## Yelp Rating Prediction FCNN

Author: Rahul Gupta

Goal of the project is to develop an FCNN (Fully Connected Neural Network) to predict Yelp rating scores based on the text data from user-written reviews.

### Data Loading
Need to first load, understand, and preprocess data for the neural network.

In [40]:
import numpy as np
import pandas as pd

# Starter code
review = pd.read_json('./data/yelp_academic_dataset_review.json', lines=True, nrows= 1000000)
business = pd.read_json('./data/yelp_academic_dataset_business.json', lines=True, nrows= 1000000)

In [41]:
review.dropna(inplace=True)
review.head()
print(review.shape)

(1000000, 9)


In [42]:
business.dropna(inplace=True)
print(business.shape)
business.head()

(117618, 14)


Unnamed: 0,business_id,name,address,city,state,postal_code,latitude,longitude,stars,review_count,is_open,attributes,categories,hours
1,mpf3x-BjTdTEA3yCZrAYPw,The UPS Store,87 Grasso Plaza Shopping Center,Affton,MO,63123,38.551126,-90.335695,3.0,15,1,{'BusinessAcceptsCreditCards': 'True'},"Shipping Centers, Local Services, Notaries, Ma...","{'Monday': '0:0-0:0', 'Tuesday': '8:0-18:30', ..."
2,tUFrWirKiKi_TAnsVWINQQ,Target,5255 E Broadway Blvd,Tucson,AZ,85711,32.223236,-110.880452,3.5,22,0,"{'BikeParking': 'True', 'BusinessAcceptsCredit...","Department Stores, Shopping, Fashion, Home & G...","{'Monday': '8:0-22:0', 'Tuesday': '8:0-22:0', ..."
3,MTSW4McQd7CbVtyjqoe9mw,St Honore Pastries,935 Race St,Philadelphia,PA,19107,39.955505,-75.155564,4.0,80,1,"{'RestaurantsDelivery': 'False', 'OutdoorSeati...","Restaurants, Food, Bubble Tea, Coffee & Tea, B...","{'Monday': '7:0-20:0', 'Tuesday': '7:0-20:0', ..."
4,mWMc6_wTdE0EUBKIGXDVfA,Perkiomen Valley Brewery,101 Walnut St,Green Lane,PA,18054,40.338183,-75.471659,4.5,13,1,"{'BusinessAcceptsCreditCards': 'True', 'Wheelc...","Brewpubs, Breweries, Food","{'Wednesday': '14:0-22:0', 'Thursday': '16:0-2..."
5,CF33F8-E6oudUQ46HnavjQ,Sonic Drive-In,615 S Main St,Ashland City,TN,37015,36.269593,-87.058943,2.0,6,1,"{'BusinessParking': 'None', 'BusinessAcceptsCr...","Burgers, Fast Food, Sandwiches, Food, Ice Crea...","{'Monday': '0:0-0:0', 'Tuesday': '6:0-22:0', '..."


In [49]:
# Drop businesses with less than 20 reviews
business_to_drop = business[business['review_count'] < 20]

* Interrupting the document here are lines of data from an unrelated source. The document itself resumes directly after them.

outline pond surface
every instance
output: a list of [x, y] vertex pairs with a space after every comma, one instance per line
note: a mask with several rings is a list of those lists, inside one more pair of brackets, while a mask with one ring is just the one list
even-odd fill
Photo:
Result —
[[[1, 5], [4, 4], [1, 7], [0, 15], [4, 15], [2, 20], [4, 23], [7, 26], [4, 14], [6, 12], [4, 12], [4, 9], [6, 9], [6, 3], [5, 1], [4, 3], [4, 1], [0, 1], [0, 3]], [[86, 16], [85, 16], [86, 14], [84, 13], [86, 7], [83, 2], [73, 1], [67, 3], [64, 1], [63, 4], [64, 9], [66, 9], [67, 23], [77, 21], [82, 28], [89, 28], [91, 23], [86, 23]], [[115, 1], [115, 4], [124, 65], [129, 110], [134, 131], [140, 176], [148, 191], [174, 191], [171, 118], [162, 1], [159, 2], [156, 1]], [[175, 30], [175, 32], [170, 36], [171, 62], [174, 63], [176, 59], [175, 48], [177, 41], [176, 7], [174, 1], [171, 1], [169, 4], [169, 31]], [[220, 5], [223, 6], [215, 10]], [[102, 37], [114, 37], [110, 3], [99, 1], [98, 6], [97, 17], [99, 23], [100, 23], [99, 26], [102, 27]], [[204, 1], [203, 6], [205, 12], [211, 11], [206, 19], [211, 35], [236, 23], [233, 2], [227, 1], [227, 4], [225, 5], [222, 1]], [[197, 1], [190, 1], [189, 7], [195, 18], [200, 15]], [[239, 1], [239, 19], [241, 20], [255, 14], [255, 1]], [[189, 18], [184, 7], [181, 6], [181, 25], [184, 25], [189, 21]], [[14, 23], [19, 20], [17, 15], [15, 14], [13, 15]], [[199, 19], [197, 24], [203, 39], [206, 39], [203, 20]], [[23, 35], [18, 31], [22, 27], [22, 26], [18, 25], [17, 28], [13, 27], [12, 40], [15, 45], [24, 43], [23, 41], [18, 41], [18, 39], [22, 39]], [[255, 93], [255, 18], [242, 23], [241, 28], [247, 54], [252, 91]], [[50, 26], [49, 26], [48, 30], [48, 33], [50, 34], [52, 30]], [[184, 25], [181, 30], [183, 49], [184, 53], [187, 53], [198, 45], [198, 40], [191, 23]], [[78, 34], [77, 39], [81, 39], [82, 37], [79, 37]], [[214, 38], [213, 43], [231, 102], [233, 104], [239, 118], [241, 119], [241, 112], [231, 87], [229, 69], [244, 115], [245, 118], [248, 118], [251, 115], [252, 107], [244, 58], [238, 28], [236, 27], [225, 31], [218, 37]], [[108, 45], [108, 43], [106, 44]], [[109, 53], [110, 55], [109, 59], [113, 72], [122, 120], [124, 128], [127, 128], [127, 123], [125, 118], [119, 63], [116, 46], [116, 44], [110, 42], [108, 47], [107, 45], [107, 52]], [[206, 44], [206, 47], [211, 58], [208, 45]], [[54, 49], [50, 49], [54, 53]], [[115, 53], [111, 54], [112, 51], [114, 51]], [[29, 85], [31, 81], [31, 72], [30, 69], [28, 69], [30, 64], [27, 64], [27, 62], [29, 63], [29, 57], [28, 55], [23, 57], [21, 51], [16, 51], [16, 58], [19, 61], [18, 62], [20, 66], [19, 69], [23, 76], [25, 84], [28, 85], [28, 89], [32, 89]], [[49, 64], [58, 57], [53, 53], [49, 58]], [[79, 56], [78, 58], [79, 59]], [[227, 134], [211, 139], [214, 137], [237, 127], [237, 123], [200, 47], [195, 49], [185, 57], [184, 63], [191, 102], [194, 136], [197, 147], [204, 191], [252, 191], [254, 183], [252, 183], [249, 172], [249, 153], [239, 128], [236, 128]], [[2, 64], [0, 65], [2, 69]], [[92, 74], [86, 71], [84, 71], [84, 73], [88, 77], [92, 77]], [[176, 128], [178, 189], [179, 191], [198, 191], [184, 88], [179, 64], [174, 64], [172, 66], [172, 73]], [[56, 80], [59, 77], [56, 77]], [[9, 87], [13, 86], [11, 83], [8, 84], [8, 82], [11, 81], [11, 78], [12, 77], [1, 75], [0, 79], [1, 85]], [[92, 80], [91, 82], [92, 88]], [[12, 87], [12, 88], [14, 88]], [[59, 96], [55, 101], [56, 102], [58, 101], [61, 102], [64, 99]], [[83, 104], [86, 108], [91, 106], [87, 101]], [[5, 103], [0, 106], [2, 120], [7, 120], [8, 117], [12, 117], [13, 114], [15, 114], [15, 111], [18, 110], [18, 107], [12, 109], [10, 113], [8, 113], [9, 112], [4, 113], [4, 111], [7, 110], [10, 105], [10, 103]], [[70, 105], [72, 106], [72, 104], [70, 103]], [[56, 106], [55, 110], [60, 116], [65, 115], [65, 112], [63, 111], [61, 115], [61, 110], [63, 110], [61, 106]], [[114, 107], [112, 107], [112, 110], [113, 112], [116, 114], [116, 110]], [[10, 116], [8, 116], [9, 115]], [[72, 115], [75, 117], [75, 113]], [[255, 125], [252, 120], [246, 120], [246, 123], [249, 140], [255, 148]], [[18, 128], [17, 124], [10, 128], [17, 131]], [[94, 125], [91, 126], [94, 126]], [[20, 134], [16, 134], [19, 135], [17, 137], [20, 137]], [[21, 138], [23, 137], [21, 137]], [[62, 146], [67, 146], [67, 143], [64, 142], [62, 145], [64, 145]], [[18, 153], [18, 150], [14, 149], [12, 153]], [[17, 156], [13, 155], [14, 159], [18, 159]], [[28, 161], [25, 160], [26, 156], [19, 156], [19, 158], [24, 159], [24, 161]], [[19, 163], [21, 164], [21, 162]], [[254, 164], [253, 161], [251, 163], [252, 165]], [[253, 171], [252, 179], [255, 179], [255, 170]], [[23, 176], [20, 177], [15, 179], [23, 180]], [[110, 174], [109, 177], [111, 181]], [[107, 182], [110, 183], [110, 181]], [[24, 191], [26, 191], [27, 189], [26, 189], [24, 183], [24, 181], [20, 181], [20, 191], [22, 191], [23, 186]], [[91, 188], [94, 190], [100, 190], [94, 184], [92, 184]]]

# Remove reviews for businesses that are being dropped
review_filtered = review[review['business_id'].isin(business_to_drop['business_id']) == False]
business_filtered = business[business['review_count'] >= 20]

### First Approach - Group all reviews
Join the tables together such that we have a business and all the reviews for each business in one row.

We'll use TFIDF on all the reviews for a business to predict the business's rating.

In [83]:
from scipy.stats import zscore

df_review_agg = review_filtered.groupby('business_id')['text'].sum()

df_grouped = pd.DataFrame({
    'business_id': df_review_agg.index, 
    'all_reviews': df_review_agg.values,
    })

# Join the business star ratings w/ business IDs
# Normalize the star ratings
df_grouped = df_grouped.merge(business_filtered[['business_id', 'stars']], on='business_id', how='inner')

print(df_grouped.shape)
df_grouped.head()

(10769, 3)


Unnamed: 0,business_id,all_reviews,stars
0,--ZVrH2X2QXBFdCilbirsw,This place is sadly perm closed. I was hoping ...,4.5
1,-02xFuruu85XmDn2xiynJw,Dr. Curtis Dechant has an excellent chair-side...,4.5
2,-06OYKiIzxsdymBMDAKZug,Had catalytic converters replaced on our Subur...,4.5
3,-06ngMH_Ejkm_6HQBYxB7g,I have an old main line that really should be ...,4.0
4,-0E7laYjwZxEAQPhFJXxow,I recently visited this dealership because the...,3.5


In [84]:
unique_categories = business['stars'].unique()
unique_categories.sort()
print(f'Unique star ratings: {unique_categories}')

Unique star ratings: [1.  1.5 2.  2.5 3.  3.5 4.  4.5 5. ]


In [85]:
df_grouped['stars'] = df_grouped['stars'].astype(str)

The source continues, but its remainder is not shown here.